Yeah that makes sense, although those examples would work equally well if they were concrete types inheriting from an abstract type and it's not a huge overhead to maintain. I pretty much wrote DimensionalData.jl because I had a use case for inheriting indexing behaviour and AxisArrays couldn't manage it.

In GeoData.jl AbstractGeoArray and AbstractGeoSeries both inherit from DimensionalArray, but have quite different roles and behaviours that are differentiated using dispatch. But the indexing is identical, as they have no interaction with it besides having a dims field they return when dims(a) is called. A bunch of concrete types for lazy NetCDF, GDAL and HDF5 loading inherit from them. These cant easily contain wrapper types as they just file pointers mocking the array interface. But wrapping them complicates dispatch for their other methods. (You can wrap CuArray in regular memory-backed GeoArray where it makes sense)
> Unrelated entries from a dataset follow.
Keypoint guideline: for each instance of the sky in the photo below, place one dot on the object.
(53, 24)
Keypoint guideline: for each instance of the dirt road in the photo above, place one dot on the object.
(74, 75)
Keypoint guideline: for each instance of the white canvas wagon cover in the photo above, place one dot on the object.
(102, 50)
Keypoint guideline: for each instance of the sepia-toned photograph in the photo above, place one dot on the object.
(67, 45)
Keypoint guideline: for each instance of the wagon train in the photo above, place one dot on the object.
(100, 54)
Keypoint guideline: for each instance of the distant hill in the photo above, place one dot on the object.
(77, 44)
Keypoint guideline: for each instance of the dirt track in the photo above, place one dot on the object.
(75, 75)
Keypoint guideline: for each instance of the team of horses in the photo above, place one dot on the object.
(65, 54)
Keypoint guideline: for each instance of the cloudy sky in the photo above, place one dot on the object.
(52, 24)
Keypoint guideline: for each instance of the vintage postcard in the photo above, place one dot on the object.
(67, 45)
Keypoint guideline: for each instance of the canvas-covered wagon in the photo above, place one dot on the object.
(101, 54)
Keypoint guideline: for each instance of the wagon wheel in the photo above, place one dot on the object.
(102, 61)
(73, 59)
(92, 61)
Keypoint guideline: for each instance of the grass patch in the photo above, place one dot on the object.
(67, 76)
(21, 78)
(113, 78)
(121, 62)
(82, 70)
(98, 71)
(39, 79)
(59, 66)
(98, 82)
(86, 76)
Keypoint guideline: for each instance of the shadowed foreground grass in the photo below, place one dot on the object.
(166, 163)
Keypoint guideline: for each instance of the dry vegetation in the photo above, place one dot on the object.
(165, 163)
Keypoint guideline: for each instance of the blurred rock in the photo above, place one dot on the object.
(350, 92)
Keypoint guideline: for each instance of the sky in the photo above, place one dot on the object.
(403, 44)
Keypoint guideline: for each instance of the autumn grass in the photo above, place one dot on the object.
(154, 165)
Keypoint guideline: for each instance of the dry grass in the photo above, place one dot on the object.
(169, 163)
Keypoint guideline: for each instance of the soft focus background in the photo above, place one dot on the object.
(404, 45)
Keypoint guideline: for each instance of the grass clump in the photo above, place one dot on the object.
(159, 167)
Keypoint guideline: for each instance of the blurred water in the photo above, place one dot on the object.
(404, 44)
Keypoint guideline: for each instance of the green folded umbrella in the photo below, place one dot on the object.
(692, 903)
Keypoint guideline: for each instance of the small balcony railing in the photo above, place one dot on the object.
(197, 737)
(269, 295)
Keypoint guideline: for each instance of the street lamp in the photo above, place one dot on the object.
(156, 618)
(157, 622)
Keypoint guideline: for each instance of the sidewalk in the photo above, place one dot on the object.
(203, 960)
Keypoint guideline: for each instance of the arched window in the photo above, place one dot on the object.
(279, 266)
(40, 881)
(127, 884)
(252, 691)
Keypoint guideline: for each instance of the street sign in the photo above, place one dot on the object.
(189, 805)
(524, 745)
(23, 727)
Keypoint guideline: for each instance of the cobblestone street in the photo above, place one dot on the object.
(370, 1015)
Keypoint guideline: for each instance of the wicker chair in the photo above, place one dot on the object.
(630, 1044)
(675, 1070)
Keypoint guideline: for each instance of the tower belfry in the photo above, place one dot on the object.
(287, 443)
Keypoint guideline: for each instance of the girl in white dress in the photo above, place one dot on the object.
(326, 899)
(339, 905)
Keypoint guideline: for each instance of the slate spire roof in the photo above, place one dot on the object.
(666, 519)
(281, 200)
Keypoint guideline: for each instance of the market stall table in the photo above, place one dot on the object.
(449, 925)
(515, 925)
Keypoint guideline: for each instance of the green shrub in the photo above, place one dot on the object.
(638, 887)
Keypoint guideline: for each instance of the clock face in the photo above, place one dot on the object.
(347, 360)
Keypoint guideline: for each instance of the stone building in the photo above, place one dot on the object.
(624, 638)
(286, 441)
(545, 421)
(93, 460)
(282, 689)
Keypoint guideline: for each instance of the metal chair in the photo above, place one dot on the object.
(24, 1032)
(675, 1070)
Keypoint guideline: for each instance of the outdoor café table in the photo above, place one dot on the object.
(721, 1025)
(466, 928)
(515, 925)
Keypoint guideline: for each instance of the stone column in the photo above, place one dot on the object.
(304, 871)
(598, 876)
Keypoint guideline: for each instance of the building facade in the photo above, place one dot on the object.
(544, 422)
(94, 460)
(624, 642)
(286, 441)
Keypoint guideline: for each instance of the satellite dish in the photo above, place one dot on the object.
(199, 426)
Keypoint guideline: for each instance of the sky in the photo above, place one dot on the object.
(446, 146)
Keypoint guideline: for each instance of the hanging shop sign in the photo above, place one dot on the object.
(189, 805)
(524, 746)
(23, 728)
Then AbstractGeoStack isn't even in AbstractArray but it and its descendants also use dim/selector indexing. In this case extensibility is via defining a dims() method and some additional moving parts to handle a Symbol key + indices in the same getindex.

I can't see how to do these things cleanly with concrete array wrappers. There ends up being too much going on and dispatch and plot recipes get complicated. And it obviously can't work for non-arrays.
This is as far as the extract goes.